Nursing Mother Arrested and Held Until She Dumped Milk Into The Sink, Marines Send Nude Photos And Wall Street Ponders Lowest Birth Rate Since Great Depression

March 10, 2017

“Make America Mate Again” was the title of an article published by Bloomberg, a well-known financial news service, and it caught my eye as news came up about one mother who was arrested during a civil protest in New York yesterday in the Day Without Women protest and held in jail so long that she was pumping and dumping her breastmilk in a jail cell sink. Economists have released reports about the US birthrate being the lowest since 1936, and mothers are being held from nursing their babies for blocking traffic.

Sarsour, the last of the three leaders to be freed, said the mood inside the jail cell was “empowering” and “inspiring.” Mallory, who was released about an hour earlier, said a dozen or so women were singing freedom songs to pass the time.

Sarsour was upset that authorities were still holding fellow Women’s March co-chair Bob Bland, who gave birth just a few months ago and needed to nurse her baby.

Mallory, Perez and Sarsour said they would wait outside of the precinct until the last woman is released. Members of the group tweeted earlier that they were arrested after blocking traffic.

“I got arrested with some of the strongest women that represent the best that New York City has to offer,” Sarsour said. “I feel empowered, I feel proud of what I did today and I’ve done this many times before. … I hope it sends a message to people that you’ve got to risk it, you’ve got to be bold in this moment.” 

In fact, the nursing mother who was so full of milk that she had to express it in a jail sink was the very last woman to be released. It’s not a coincidence that this story broke as another news story broke about male Marine Corp members creating a site of 30,000 users dedicated to sending out pictures of women naked to embarrass them or retaliate for a break-up.

Demonstrating that men still have a lot to learn, and that women are grossly underrepresented in Wall Street, one quoted factor in the decline in birth rate cited “more opportunities for women,” as if gender violence, economic insecurity and sexual aggression just have no bearing on bearing conversations.

In all likelihood, this decline [1936]was owed to the growing secularization of society at this time, and in particular, the growing opportunities for women outside of traditional gender roles-– not to the collective trauma of World War I. These new mores went hand in hand with sharp declines in the formation of new households, as younger people put off marriage and childbearing. This trend, or what Barber described as a “rapid and very large decline in the rate of growth of non-farm households,” led to a dramatic decline in residential construction starting around 1926.

Apparently we live to breed, unless something better comes along, of course…

On March 6, 2017, just this week, an editorial on economics demonstrates that women are choosing to have fewer children in the U.S. Of course, no mention is made of holding nursing mothers in jail cells until they are the last released and are leaking milk into the sinks.

To put the fertility rate in perspective, it is now at about 1.85 births per woman.
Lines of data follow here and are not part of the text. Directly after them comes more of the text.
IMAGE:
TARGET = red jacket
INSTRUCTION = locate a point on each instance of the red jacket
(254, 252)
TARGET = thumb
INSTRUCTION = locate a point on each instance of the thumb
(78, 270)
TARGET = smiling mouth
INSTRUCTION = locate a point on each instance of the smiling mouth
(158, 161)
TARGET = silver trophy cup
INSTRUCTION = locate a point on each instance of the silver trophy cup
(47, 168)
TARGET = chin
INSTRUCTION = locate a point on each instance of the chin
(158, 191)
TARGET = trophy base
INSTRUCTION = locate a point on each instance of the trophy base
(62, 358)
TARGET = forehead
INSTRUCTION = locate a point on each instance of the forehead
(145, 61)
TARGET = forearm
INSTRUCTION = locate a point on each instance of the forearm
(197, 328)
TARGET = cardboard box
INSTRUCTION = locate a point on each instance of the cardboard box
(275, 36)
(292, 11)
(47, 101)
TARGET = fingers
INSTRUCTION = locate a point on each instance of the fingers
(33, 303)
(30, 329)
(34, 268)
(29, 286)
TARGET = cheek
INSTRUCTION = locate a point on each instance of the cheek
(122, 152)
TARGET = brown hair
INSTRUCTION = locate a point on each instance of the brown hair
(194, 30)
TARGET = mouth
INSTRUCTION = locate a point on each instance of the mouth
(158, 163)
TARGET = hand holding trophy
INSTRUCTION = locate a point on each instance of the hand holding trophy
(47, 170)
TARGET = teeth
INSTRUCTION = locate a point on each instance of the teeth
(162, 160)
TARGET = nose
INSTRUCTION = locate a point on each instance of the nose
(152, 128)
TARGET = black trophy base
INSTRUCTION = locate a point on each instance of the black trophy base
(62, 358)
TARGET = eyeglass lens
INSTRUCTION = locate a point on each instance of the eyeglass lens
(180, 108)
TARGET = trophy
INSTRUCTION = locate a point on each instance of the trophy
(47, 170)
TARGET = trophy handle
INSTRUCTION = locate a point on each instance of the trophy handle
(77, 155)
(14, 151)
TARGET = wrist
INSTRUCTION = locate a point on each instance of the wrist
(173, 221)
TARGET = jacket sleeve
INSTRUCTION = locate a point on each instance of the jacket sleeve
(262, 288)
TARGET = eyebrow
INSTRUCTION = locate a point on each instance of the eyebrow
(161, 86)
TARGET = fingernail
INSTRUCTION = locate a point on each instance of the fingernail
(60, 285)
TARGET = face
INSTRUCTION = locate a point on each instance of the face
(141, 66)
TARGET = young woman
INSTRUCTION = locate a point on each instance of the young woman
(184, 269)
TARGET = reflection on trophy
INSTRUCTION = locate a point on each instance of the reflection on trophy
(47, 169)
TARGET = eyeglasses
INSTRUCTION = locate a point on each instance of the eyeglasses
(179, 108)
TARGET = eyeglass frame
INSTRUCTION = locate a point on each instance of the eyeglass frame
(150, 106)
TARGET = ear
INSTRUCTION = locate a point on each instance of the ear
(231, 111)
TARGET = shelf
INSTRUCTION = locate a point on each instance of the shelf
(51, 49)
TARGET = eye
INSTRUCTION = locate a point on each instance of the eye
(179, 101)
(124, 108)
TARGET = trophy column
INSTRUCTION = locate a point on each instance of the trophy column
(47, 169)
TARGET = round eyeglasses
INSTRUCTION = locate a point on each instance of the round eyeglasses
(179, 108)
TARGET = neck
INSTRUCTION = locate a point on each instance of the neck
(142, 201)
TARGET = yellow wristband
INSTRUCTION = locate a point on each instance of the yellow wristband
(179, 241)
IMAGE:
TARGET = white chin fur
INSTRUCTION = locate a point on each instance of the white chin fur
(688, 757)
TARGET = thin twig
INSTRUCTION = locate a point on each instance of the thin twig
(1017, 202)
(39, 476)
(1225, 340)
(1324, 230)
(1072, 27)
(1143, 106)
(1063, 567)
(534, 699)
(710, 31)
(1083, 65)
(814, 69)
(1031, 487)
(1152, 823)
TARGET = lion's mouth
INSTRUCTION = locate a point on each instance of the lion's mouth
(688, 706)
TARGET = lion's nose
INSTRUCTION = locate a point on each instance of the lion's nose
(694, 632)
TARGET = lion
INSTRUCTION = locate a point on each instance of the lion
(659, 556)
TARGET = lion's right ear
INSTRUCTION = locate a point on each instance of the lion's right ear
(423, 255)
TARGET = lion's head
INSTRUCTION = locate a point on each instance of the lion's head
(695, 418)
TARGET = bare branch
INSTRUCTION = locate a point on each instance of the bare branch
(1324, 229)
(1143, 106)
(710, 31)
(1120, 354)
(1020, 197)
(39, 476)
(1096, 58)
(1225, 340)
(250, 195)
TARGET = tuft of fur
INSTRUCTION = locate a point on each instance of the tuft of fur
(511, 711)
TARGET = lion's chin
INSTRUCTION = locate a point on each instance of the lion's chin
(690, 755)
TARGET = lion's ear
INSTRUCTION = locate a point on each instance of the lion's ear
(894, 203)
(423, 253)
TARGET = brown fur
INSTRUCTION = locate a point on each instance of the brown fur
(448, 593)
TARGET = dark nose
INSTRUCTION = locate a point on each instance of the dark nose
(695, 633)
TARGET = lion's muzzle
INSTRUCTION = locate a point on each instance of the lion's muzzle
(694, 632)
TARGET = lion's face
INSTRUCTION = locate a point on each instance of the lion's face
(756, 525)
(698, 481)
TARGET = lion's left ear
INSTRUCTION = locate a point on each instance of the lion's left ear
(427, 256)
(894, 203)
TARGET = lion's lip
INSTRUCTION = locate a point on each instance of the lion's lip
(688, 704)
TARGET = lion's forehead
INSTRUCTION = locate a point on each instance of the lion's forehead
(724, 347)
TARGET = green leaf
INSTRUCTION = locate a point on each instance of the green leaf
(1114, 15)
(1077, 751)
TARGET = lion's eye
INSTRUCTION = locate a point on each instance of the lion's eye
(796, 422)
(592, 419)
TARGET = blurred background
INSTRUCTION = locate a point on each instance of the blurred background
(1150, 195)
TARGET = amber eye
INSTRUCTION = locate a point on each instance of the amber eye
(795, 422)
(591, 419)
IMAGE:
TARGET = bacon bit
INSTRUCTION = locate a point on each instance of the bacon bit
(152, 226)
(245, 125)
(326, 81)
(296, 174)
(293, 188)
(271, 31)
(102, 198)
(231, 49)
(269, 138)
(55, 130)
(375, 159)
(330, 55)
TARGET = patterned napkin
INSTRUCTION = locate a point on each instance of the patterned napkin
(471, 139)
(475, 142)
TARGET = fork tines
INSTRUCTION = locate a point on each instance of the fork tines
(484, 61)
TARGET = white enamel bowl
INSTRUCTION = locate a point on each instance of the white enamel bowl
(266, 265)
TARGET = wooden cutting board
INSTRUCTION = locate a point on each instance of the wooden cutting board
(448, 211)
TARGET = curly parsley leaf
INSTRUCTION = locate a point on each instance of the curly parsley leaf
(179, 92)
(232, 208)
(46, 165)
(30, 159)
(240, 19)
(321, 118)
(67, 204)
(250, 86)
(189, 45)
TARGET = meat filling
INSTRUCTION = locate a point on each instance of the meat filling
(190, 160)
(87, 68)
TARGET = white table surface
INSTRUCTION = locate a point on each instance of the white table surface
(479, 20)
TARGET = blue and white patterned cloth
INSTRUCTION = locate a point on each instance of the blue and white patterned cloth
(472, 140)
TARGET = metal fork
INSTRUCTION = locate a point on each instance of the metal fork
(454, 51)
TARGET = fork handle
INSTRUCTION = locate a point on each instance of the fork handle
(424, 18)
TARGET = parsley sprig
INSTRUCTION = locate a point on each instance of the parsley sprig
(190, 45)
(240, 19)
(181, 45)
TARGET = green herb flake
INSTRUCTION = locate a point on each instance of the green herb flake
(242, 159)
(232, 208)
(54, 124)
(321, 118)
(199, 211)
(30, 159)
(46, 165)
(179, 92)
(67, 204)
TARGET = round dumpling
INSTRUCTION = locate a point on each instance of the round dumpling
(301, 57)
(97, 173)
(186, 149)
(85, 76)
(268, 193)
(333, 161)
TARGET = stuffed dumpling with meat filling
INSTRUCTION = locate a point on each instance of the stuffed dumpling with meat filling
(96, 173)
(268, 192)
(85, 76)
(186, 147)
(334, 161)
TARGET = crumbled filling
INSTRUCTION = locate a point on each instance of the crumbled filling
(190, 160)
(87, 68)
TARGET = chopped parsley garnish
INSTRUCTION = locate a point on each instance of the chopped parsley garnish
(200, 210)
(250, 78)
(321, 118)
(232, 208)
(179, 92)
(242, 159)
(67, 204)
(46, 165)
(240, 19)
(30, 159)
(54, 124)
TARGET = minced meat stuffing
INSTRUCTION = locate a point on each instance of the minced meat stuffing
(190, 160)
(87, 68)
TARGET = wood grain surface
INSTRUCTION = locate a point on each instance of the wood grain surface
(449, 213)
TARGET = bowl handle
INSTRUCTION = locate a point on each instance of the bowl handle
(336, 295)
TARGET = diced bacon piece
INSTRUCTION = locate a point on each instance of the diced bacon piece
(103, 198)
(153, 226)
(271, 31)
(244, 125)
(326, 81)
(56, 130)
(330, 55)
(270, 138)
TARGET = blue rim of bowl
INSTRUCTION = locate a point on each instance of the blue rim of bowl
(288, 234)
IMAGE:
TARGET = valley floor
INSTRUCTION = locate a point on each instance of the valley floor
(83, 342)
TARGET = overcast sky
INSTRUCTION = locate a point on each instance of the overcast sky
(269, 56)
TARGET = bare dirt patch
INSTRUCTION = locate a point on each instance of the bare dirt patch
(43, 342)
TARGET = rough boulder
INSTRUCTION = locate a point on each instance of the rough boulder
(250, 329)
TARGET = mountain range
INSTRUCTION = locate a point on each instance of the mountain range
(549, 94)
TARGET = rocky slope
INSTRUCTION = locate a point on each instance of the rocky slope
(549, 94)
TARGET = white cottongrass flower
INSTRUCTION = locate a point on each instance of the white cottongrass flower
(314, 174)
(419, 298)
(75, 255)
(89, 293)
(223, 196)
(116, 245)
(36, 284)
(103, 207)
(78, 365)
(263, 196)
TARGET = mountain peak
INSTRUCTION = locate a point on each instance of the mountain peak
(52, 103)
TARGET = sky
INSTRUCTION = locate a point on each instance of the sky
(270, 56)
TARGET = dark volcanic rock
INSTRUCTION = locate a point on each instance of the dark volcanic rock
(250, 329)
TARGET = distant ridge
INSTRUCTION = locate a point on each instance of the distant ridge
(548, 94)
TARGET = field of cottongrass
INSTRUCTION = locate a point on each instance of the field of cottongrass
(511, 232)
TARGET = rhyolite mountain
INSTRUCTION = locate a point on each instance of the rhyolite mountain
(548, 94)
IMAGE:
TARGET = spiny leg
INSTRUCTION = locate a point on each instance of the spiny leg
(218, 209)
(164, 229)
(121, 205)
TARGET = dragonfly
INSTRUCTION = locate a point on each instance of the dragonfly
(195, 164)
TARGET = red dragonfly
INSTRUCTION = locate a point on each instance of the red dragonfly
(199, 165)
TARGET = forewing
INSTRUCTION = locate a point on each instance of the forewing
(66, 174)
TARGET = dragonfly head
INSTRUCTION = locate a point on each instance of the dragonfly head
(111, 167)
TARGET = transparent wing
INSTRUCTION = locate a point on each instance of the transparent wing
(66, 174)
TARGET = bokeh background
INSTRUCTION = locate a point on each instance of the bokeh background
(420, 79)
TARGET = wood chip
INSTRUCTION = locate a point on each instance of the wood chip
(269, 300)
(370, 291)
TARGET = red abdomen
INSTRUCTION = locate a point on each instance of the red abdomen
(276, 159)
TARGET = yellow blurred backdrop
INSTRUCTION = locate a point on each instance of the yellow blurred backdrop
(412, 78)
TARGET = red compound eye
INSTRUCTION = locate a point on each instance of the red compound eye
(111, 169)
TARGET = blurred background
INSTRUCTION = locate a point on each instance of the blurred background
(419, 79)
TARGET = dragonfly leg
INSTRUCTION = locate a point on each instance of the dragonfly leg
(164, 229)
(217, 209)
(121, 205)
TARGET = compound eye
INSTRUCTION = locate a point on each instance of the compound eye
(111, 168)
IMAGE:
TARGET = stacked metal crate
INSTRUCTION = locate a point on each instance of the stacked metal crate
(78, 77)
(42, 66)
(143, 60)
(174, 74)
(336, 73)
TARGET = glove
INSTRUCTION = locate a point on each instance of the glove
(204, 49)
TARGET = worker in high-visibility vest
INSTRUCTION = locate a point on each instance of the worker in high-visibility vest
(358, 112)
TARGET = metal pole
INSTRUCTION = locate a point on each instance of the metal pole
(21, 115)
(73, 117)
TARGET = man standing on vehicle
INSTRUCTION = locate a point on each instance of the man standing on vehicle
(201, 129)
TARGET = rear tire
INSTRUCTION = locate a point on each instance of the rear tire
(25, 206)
To maintain a stable population requires at least 2.1 births per woman. The US has been at or below the replacement fertility rate since 1972, as the chart below shows.

Perhaps economists should consider that while women in leadership and working for a company lead to 34% higher profits, a large enough profit margin to warrant its own ticker [SHE], it seems society is slow to recognize that the gender disparity, sexual violence and discrimination have a direct cost for women and fertility. Realistically, it’s about value. If society values women having children, it had better put its money where its mouth is, literally.